BBV and Argentaria announced their planned merger on 19th October 1999. The goal was to continue creating value. The new group had the advantages of significant size, a strong capital base, a considerable financial structure and appropriate geographic diversification of its business and risks. As a result there was a greater profit potential.
Customers now had access to a bigger network and a wider range of products. They also enjoyed easier access to new channels and a considerable international presence. Employees also had more opportunity for career advancement.

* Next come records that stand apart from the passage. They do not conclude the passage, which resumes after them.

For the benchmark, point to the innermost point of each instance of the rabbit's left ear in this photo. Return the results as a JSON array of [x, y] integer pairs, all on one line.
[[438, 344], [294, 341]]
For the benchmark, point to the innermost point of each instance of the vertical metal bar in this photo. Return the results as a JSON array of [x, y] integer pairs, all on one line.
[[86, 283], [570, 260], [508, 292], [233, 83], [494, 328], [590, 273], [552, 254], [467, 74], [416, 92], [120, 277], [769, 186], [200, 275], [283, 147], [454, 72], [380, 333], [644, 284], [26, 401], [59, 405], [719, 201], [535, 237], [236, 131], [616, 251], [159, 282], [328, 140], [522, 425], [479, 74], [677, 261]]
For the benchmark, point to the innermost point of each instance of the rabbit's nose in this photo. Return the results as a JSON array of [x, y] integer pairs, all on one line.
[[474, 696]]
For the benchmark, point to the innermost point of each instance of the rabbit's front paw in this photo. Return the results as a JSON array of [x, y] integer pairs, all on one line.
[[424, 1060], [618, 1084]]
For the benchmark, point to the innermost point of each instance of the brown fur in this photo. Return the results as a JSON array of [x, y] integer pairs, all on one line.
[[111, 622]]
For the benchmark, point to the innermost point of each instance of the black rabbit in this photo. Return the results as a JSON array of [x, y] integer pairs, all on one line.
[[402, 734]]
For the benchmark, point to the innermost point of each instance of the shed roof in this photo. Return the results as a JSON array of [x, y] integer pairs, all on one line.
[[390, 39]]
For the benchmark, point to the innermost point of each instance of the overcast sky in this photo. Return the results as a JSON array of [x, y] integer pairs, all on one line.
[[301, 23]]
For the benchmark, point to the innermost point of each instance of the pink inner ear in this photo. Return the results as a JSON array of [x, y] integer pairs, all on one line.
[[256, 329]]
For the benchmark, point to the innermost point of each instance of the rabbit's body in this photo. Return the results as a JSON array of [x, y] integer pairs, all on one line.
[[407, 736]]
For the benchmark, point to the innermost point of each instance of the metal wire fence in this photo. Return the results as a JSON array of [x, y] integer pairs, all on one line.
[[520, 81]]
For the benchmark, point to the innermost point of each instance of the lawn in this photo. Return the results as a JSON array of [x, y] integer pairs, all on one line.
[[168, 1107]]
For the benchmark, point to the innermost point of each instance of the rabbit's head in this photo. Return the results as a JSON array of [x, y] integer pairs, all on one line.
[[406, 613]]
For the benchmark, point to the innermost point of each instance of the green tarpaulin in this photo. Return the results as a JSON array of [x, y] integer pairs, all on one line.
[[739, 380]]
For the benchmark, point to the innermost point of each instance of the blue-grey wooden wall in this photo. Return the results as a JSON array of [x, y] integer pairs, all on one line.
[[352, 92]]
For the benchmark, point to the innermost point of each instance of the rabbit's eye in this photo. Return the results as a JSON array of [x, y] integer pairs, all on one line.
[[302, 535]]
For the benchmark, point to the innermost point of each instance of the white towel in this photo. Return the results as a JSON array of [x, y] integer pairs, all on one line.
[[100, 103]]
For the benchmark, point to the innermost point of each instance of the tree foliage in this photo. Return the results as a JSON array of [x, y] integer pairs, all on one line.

The integration of BBVA went very smoothly. This was attributed to the following:
- the speed of strategic decisions
- the immediate definition of the new organisation and a framework agreement with employees
- the speed with which working groups were set up and plans were made for each area of activity
- the successful achievement of ambitious timetables – with time to spare in some cases
- the enthusiasm, commitment, effort and co-operative spirit of everyone at BBVA
The integration process was given an important boost in January 2000 by the roll-out of the single BBVA brand. This helped the group to generate quickly an image that was strongly positioned in terms of identity and distinguishing characteristics. The BBVA integration process was carried out with rapidity and efficiency and concluded in February 2001.
The integration of the group’s retail businesses in Spain (BBV, Argentaria, Banca Catalana, Banco del Comercio and Banco de Alicante) led to the creation of a significant branch network under the BBVA banner.
The efficiency of the BBVA integration was recognised by top financial publications. In 2000 it was chosen World’s Best Bank (Forbes) and Best Bank in Spain (The Banker). In 2001 it was Best Bank in Latin America (Forbes) and Best European Bank (Lafferty).